Jerry Cooper during a 2019 interview in the community center of his neighborhood in Fort Myers. Photo: Leila MACOR / AFP via Getty Images
Jerry Cooper, who led an organization of former wards of Florida's oldest state-run reform school and helped win a formal apology from state lawmakers for a century of abuse at the school, died Saturday at home in Cape Coral after battling cancer, his wife, Babbs, tells Axios.
- He was 76.
Why it matters: Cooper became the face of a group of men called the White House Boys β named after a white-block building where they were punished while attending the Dozier School β and bluntly spoke of the sadistic abuse he and other boys suffered at the hands of school staff.

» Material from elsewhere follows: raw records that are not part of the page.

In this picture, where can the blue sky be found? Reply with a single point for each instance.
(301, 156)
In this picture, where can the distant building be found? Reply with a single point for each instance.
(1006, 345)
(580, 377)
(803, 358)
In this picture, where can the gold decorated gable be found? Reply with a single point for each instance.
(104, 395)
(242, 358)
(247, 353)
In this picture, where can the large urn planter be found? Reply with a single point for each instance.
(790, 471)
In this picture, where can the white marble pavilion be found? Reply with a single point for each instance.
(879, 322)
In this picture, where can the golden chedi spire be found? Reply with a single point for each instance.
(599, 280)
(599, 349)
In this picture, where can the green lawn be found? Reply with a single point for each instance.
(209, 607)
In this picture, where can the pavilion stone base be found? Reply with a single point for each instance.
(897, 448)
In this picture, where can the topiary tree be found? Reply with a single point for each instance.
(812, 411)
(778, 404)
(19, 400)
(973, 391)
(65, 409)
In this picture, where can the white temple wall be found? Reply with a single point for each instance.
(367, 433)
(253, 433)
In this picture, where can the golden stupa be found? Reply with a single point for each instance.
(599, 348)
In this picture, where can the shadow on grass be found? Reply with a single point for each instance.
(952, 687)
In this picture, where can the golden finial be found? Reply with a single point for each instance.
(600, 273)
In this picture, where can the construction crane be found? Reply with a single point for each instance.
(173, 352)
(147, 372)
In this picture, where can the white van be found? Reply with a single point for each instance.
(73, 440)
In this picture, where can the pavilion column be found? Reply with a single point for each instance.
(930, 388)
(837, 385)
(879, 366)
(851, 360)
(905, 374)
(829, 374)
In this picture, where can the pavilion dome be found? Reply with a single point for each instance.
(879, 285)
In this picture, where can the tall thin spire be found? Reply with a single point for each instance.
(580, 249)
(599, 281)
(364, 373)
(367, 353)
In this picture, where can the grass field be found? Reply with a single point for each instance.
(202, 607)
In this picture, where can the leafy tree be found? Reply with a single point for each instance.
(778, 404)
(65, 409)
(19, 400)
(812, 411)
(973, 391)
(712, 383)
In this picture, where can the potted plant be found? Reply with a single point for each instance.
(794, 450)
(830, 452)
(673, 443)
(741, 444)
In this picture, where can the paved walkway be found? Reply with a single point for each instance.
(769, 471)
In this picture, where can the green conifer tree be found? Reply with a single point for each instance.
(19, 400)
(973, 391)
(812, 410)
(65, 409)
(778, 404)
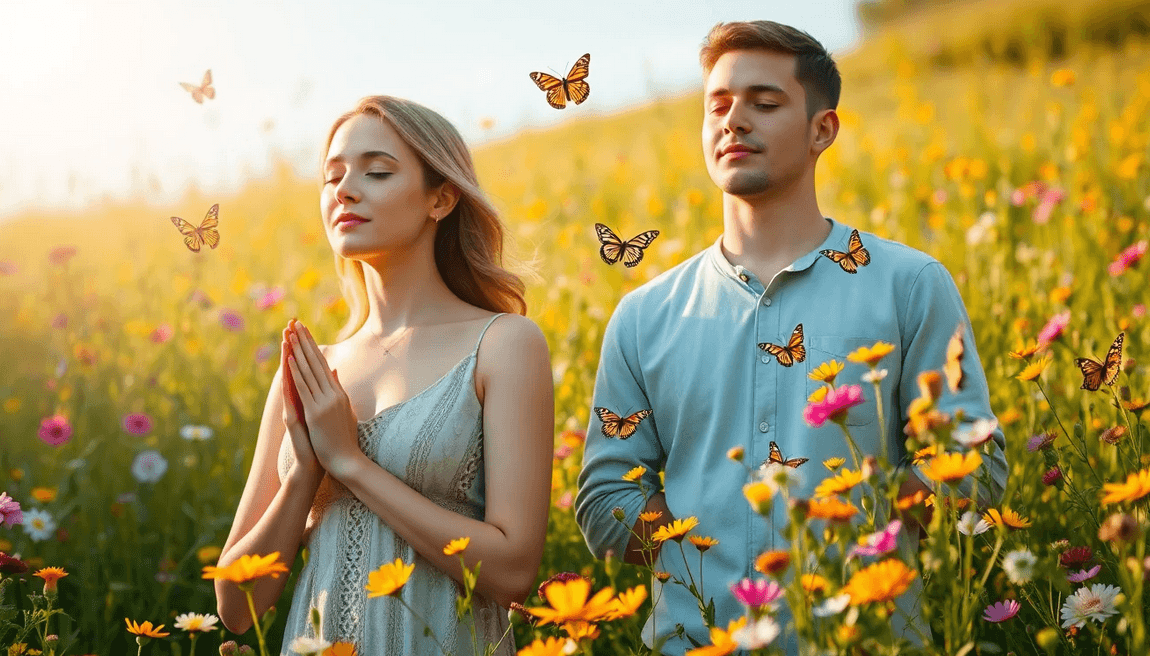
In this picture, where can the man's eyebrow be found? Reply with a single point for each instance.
(366, 155)
(751, 89)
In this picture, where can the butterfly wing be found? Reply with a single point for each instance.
(1091, 373)
(579, 90)
(192, 235)
(633, 250)
(612, 249)
(553, 86)
(953, 366)
(1113, 363)
(629, 424)
(208, 231)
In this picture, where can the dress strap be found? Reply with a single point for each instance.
(477, 342)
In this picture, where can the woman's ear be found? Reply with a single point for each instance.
(446, 197)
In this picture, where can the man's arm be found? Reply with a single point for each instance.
(620, 388)
(934, 310)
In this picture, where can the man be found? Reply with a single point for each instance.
(685, 345)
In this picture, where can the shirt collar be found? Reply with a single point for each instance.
(837, 238)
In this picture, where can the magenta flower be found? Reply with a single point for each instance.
(231, 320)
(756, 594)
(10, 515)
(1083, 574)
(879, 543)
(1001, 611)
(54, 431)
(1053, 328)
(162, 333)
(138, 424)
(271, 297)
(1128, 258)
(834, 405)
(61, 254)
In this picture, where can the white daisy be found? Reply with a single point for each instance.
(777, 477)
(38, 524)
(309, 645)
(833, 605)
(148, 466)
(196, 433)
(1019, 565)
(972, 524)
(192, 622)
(976, 434)
(757, 635)
(1095, 602)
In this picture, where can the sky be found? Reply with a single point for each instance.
(93, 107)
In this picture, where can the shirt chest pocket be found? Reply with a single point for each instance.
(822, 349)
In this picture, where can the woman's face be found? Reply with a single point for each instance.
(372, 174)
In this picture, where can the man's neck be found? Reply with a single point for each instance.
(766, 235)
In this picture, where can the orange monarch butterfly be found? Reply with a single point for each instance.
(196, 237)
(776, 456)
(572, 88)
(953, 366)
(792, 352)
(205, 90)
(622, 427)
(1095, 373)
(855, 257)
(614, 249)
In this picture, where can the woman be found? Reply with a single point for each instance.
(438, 425)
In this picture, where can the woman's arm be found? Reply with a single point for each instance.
(270, 517)
(513, 372)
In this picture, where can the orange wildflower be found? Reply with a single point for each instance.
(880, 582)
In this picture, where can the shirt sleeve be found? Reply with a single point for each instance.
(934, 310)
(618, 387)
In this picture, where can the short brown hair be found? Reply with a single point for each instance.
(814, 68)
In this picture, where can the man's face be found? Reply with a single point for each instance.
(754, 105)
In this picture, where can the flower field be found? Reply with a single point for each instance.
(136, 373)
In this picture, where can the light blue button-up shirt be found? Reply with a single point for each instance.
(685, 346)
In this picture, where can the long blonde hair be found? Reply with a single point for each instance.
(468, 242)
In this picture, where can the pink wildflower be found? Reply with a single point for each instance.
(1047, 203)
(1083, 574)
(1128, 257)
(1053, 328)
(756, 594)
(61, 254)
(54, 431)
(879, 543)
(1001, 611)
(231, 320)
(834, 405)
(162, 333)
(10, 515)
(138, 424)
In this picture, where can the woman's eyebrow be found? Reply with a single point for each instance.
(365, 155)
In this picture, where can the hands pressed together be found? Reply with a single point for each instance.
(317, 413)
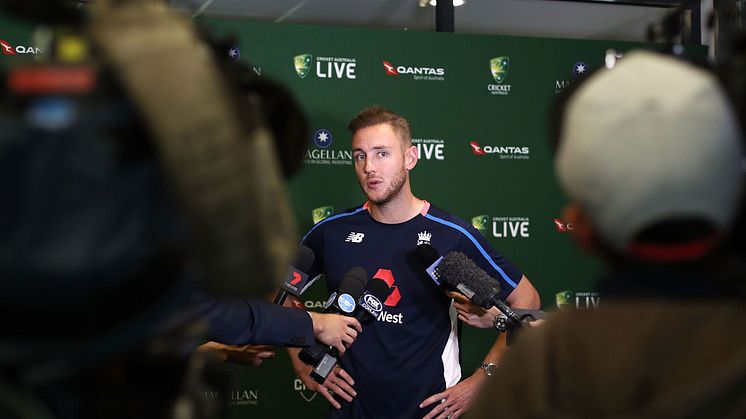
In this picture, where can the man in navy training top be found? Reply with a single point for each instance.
(405, 365)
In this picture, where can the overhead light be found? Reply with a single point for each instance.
(456, 3)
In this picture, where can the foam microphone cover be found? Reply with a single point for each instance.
(457, 270)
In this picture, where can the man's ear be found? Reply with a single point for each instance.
(410, 157)
(580, 227)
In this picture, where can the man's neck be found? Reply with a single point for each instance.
(396, 211)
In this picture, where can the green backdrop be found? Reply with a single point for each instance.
(446, 88)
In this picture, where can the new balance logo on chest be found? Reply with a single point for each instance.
(355, 237)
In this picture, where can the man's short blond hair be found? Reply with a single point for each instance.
(376, 115)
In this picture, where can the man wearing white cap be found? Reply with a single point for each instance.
(650, 155)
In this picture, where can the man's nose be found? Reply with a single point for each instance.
(369, 166)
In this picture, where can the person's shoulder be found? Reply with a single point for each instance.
(444, 217)
(441, 214)
(338, 218)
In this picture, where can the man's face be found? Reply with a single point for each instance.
(380, 163)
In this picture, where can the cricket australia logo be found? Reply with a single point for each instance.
(302, 64)
(423, 238)
(355, 237)
(499, 68)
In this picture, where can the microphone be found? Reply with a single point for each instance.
(429, 259)
(295, 281)
(369, 307)
(461, 273)
(342, 302)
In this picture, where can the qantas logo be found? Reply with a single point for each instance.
(7, 49)
(476, 148)
(390, 70)
(563, 227)
(503, 152)
(416, 72)
(296, 278)
(10, 50)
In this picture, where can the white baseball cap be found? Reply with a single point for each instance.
(651, 139)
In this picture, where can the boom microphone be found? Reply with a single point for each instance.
(295, 280)
(430, 260)
(461, 273)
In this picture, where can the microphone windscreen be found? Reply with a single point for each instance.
(426, 255)
(457, 269)
(304, 258)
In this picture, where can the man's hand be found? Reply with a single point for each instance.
(455, 401)
(244, 354)
(338, 382)
(335, 330)
(472, 314)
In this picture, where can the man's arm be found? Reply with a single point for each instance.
(338, 382)
(524, 296)
(455, 401)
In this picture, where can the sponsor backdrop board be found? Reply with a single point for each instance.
(478, 108)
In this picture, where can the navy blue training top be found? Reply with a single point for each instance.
(411, 352)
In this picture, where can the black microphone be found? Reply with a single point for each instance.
(368, 309)
(461, 273)
(430, 259)
(295, 281)
(343, 301)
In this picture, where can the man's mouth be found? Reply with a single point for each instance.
(373, 183)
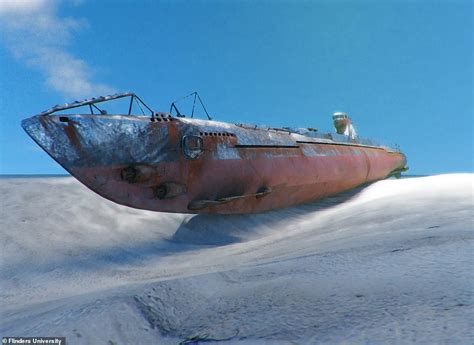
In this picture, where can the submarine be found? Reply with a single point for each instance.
(167, 162)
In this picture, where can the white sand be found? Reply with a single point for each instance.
(391, 263)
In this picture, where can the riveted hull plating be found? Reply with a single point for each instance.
(237, 169)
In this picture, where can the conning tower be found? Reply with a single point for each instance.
(343, 124)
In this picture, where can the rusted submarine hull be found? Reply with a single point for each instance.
(180, 165)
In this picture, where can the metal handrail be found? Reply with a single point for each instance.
(91, 102)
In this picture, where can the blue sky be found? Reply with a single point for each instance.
(403, 70)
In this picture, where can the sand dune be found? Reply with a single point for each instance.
(388, 263)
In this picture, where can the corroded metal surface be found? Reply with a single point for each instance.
(147, 164)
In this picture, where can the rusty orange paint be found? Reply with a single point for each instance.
(141, 163)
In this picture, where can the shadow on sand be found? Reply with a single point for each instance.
(194, 233)
(219, 230)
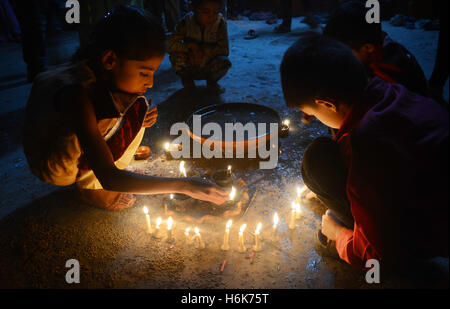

- He was a vocal force in the effort to close the school and exhume the bodies of dozens of boys who died in custody so the remains could be returned to their families.
- Cooper was mentally burdened by his childhood trauma, which often manifested in rage and mistrust. As a reporter for the St. Petersburg Times, Ben interviewed Cooper dozens of times and witnessed his struggle with anger and hostility.
Yes, but: His rage made him an ideal spokesperson for some 500 abused men, and he represented the survivors in major news outlets like the BBC, the New York Times, the Guardian and NPR.
- Once, when he was certain the state was hiding the graves of boys, he had Ben drop him off on the edge of the Dozier school property in full camouflage. He explored Florida swampland for four hours before giving up.
Flashback: Cooper was sent in 1960 to what was then called Florida School for Boys in Marianna, an hour west of Tallahassee, where he was beaten bloody with a weighted leather strap.
- He passed out and another boy later told him he counted 135 lashes. Cooper paid to take a lie detector test in front of a reporter to prove he was telling the truth.
The big picture: His plain-spoken outrage, along with his wife's empathy and networking skills, kept the White House Boys' plight in the public eye for more than a decade, since the first victims stepped forward in 2008.
- Cooper appeared in dozens of television interviews and at least four documentaries about the Dozier School.
Babbs Cooper tells us her husband didn't want a funeral, but there will be a private service.